| |
| |
| |
IV
Napels, April 1876.
Nu ik op de plaats zelve Henri Taine's Voyage en Italie herlees, treft het mij, en vleit het mijne eigenliefde, dat sommige onzer indrukken eene groote mate van overeenstemming vertoonen. Taine bezocht Italie in het voorjaar van 1864, toen niet alleen Rome nog aan den Paus, maar Venetie nog aan Oostenrijk behoorde. Hij moest van een uitstapje naar Paestum afzien, omdat de wegen in die streek (elke soort van rooversbedrijf, met uitzondering alleen van het rustige der herbergiers, heeft daar sedert opgehouden) nog niet geheel veilig waren. Toen hij San Martino bezigtigde, was het klooster nog door enkele monniken bewoond. Maar voor het overige is zijne beschrijving van hetgeen daar te zien is zoo getrouw, dat men haar slechts heeft over te nemen; gelijk in het gemeen alles wat hij van Napels verhaalt:
‘Onze weg voert opwaarts door tal van morsige en digtbebevolkte straten; ik kan aan het haveloos volkje, dat babbelt en gestikuleert, maar niet gewennen.
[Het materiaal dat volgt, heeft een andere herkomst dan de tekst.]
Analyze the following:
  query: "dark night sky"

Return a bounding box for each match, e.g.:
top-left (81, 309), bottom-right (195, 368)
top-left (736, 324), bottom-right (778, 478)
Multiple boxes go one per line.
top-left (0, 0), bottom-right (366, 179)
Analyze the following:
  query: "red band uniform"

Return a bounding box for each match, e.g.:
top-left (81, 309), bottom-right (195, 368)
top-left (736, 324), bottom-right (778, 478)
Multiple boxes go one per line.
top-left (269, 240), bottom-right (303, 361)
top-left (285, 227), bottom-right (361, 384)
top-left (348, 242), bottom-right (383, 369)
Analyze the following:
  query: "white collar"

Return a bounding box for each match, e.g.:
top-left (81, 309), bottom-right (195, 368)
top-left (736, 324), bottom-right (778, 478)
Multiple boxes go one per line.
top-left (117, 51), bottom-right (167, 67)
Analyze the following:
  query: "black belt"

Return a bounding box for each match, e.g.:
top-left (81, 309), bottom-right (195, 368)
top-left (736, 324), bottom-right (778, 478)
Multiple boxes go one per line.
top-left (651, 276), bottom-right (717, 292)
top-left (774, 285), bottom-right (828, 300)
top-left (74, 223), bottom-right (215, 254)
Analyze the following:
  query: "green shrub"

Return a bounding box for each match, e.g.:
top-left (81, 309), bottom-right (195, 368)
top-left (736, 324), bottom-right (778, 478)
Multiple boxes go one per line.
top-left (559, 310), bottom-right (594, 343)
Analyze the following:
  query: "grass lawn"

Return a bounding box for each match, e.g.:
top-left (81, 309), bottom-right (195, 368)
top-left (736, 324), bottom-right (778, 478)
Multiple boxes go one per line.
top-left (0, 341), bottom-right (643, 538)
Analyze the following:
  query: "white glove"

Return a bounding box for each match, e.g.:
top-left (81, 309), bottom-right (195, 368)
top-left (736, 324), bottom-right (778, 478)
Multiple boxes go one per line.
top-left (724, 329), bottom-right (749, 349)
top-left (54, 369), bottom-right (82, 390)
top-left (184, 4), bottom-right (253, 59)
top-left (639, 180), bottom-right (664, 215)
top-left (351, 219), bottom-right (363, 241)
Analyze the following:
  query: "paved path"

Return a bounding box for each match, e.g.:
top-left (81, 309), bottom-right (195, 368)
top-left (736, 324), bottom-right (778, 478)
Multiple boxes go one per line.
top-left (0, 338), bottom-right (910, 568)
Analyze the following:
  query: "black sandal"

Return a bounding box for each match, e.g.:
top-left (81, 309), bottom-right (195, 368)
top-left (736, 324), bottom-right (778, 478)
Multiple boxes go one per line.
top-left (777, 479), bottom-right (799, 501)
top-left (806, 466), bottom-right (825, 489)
De vrouwen zien er niet aardig uit; zelfs de gelaatstint der jonge meisjes heeft iets graauws; de dikke neuspunt bederft de lijnen van het aangezigt; iets opgewekts, somtijds iets pikants, is hier het voornaamste vrouwelijk sieraad; iets dat vrij wel overeenkomt met de gechiffonneerde gezigtjes der achttiende eeuw, maar in de
| |
| |
verte niet herinnert aan den Griekschen type, waaruit de Napolitaansche heet voorgekomen te zijn.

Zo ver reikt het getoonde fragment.